Overusing your calves, ankles and heels during inappropriate or excessive training or doing repetitive motions for prolonged periods of time can contribute to the development of the this painful
ankle Achilles and retrocalcaneal bursitis aliment. Bursitis in this part of the body often occurs in professional or recreational athletes. Walking, running and jumping can do some damage. (I loved
to skip rope before I suffered my severe hip bursitis.). Injury. This condition may also develop following trauma such as a direct, hard hit to your heel. Footwear. Poorly fitting shoes that are too
tight, too large or have heels can all cause excessive pressure or friction over the bursa in the heel. Infection. Medical problems, such as rheumatoid arthritis or gout, sometimes lead to bursitis.
It is not unusual to have Achilles bursitis and tendonitis (inflamed tendon) at the same time. Ankle bursitis is often a genetic condition where you simply inherited a foot type, for example a heel
bone with a prominence, high arch or tight Achilles tendon, that is more prone to the mechanical irritation that leads to the bursitis. Muscle weakness, joint stiffness and poor flexibility
(particularly of the calf muscles) are certainly contributing factors too.
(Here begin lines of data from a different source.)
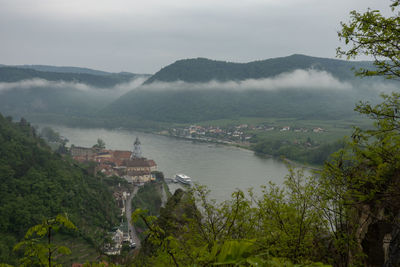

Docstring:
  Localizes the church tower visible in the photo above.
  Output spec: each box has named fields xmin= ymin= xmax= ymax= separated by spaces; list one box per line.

xmin=131 ymin=137 xmax=142 ymax=159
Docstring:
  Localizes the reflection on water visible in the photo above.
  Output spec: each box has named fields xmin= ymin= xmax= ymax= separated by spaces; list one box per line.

xmin=46 ymin=125 xmax=296 ymax=200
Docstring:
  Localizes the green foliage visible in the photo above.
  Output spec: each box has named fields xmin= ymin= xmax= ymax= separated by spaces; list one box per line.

xmin=0 ymin=66 xmax=141 ymax=88
xmin=145 ymin=55 xmax=371 ymax=84
xmin=14 ymin=214 xmax=77 ymax=267
xmin=92 ymin=138 xmax=106 ymax=150
xmin=133 ymin=170 xmax=329 ymax=266
xmin=0 ymin=115 xmax=119 ymax=264
xmin=337 ymin=0 xmax=400 ymax=79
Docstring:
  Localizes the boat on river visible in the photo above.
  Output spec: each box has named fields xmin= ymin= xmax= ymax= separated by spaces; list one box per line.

xmin=175 ymin=173 xmax=192 ymax=185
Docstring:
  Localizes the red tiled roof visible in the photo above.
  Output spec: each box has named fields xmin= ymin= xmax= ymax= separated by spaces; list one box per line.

xmin=123 ymin=158 xmax=156 ymax=167
xmin=113 ymin=150 xmax=132 ymax=159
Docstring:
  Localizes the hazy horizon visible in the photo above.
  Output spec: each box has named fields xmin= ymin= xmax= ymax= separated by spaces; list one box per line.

xmin=0 ymin=0 xmax=390 ymax=73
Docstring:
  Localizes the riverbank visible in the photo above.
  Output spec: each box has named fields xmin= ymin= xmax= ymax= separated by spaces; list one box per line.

xmin=155 ymin=131 xmax=322 ymax=171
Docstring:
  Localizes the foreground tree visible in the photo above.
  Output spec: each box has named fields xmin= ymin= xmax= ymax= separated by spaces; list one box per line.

xmin=324 ymin=0 xmax=400 ymax=266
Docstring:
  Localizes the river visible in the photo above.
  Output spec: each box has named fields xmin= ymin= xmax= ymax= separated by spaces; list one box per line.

xmin=44 ymin=125 xmax=304 ymax=201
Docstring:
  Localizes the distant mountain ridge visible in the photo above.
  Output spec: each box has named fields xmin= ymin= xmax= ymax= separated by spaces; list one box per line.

xmin=0 ymin=64 xmax=145 ymax=75
xmin=0 ymin=66 xmax=148 ymax=88
xmin=144 ymin=54 xmax=373 ymax=84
Pain or tenderness at the back of the heel around the Achilles region. Increased pain during activities with strong, repetitive calf contractions, walking (uphill), stair climbing, running, jumping.
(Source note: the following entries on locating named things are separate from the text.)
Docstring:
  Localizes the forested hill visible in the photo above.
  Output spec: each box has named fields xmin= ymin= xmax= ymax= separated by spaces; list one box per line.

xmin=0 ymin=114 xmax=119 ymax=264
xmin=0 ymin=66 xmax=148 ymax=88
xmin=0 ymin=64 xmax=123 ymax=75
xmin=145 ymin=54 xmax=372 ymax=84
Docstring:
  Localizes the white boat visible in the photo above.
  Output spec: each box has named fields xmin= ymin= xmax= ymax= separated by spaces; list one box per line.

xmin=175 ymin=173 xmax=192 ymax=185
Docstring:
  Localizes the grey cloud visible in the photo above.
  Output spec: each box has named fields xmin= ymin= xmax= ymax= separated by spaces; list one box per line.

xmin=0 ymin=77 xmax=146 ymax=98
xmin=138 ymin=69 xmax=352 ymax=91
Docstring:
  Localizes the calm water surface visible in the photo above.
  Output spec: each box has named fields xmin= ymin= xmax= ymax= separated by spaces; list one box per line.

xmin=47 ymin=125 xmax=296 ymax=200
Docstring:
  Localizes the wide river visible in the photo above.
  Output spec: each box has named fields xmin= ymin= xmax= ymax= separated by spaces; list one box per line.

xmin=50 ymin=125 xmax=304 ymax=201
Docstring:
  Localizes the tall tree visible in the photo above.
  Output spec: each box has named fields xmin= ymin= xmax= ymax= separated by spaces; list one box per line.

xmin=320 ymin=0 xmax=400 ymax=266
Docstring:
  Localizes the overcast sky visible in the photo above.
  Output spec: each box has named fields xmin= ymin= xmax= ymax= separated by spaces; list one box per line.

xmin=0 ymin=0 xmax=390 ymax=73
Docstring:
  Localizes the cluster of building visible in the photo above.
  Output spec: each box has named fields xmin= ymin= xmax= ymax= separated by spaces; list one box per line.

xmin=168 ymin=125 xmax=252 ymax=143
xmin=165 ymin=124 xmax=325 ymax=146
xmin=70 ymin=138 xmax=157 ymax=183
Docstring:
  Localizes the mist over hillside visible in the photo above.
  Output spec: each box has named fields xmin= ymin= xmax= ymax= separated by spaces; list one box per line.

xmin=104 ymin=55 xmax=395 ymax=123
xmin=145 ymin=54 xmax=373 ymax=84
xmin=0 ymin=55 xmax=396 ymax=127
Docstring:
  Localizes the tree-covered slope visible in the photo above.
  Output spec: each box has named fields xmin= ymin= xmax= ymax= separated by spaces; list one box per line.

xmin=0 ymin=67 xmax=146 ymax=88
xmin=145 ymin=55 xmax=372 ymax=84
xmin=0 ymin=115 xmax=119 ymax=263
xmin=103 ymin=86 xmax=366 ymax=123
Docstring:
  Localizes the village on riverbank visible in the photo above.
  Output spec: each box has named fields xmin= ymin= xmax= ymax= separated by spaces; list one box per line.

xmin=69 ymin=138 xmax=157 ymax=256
Pain may be worse with rest after activity (that night or the next morning) or at the beginning of the excercise. Pain when wearing shoes and the heel is getting rubbed. Bump forming on the back of
the heel. Limping. Stiffness. Decreased range of motion. Redness and warmth (if the bursa gets infected).
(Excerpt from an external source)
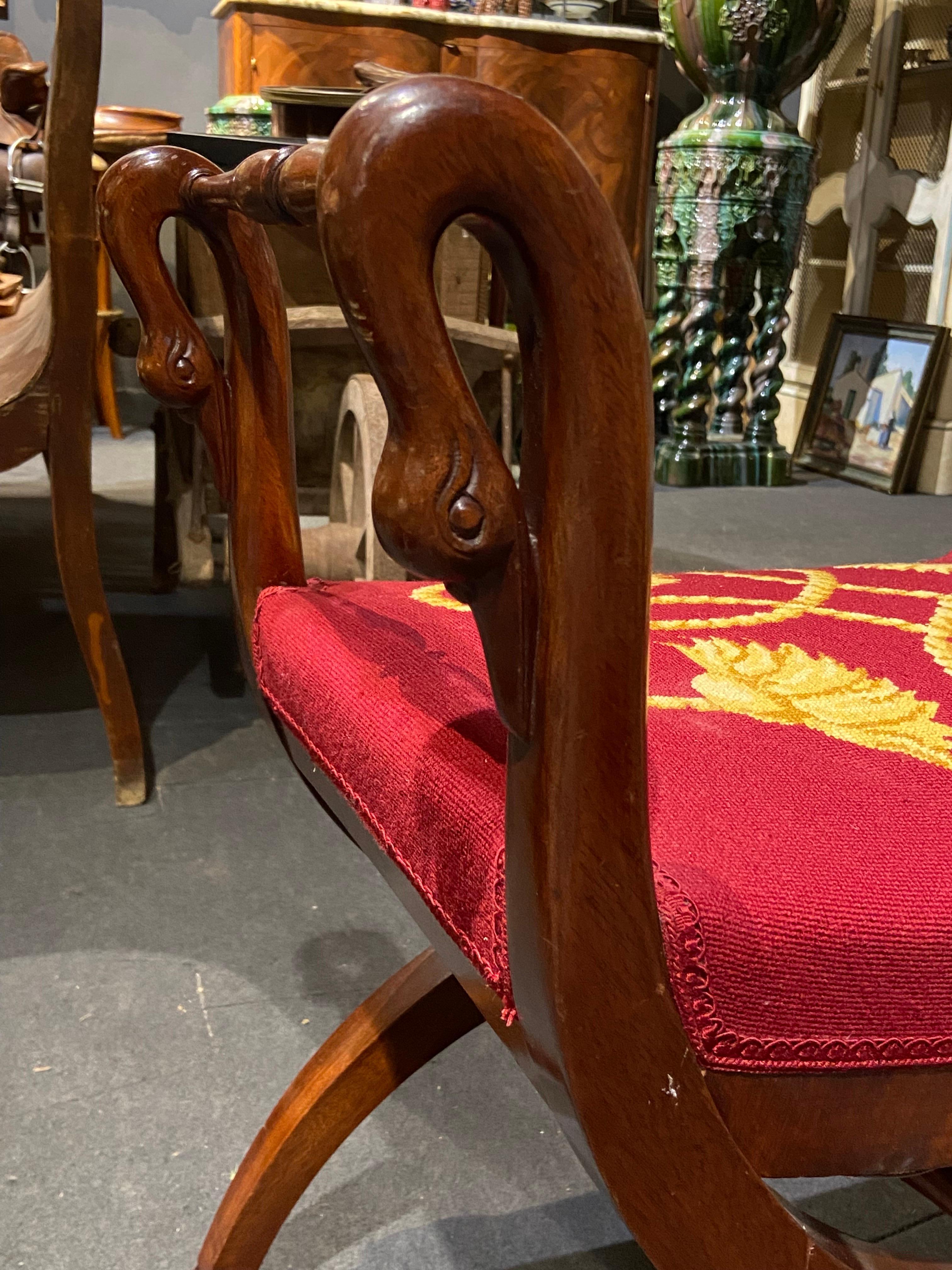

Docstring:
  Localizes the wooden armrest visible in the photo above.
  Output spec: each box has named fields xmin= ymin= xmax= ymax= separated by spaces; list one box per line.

xmin=99 ymin=76 xmax=651 ymax=741
xmin=96 ymin=146 xmax=306 ymax=640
When you suspect you have retrocalcaneal bursitis, your foot doctor will begin by taking a complete history of the condition. A physical exam will also be performed. X-rays are usually taken on the
first visit as well to determine the shape of the heel bone, joint alignment in the rearfoot, and to look for calcium deposits in the Achilles tendon. The history, exam and x-rays may sufficient for
your foot surgeon to get an idea of the treatment that will be required. In some cases, it may be necessary to get an ultrasound or MRI to further evaluate the Achilles tendon or its associated
bursa. While calcium deposits can show up on xray, the inflammation in the tendon and bursa will show up much better on ultrasound and MRI. The results of these tests can usually be explained on the
first visit. You can then have a full understanding of how the problem started, what you can do to treat prevent it from getting worse/ You will also know which treatment will be most helpful in
making your heel pain go away.
Non Surgical Treatment
With anterior and posterior Achilles tendon bursitis, applying warm or cool compresses to the area and using nonsteroidal anti-inflammatory drugs (NSAIDs) can temporarily relieve the pain and
inflammation, as can injections of a corticosteroid/anesthetic mixture into the inflamed bursa. The doctor is careful not to inject the mixture into the tendon. After this treatment, the person
should rest. When these treatments are not effective, part of the heel bone may need to be surgically removed.
Surgery to remove the damaged bursa may be performed in extreme cases. If the bursitis is caused by an infection, then additional treatment is needed. Septic bursitis is caused by the presence of a
pus-forming organism, usually staphylococcus aureus. This is confirmed by examining a sample of the fluid in the bursa and requires treatment with antibiotics taken by mouth, injected into a muscle
or into a vein (intravenously). The bursa will also need to be drained by needle two or three times over the first week of treatment. When a patient has such a serious infection, there may be
underlying causes. There could be undiscovered diabetes, or an inefficient immune system caused by human immunodeficiency virus infection (HIV).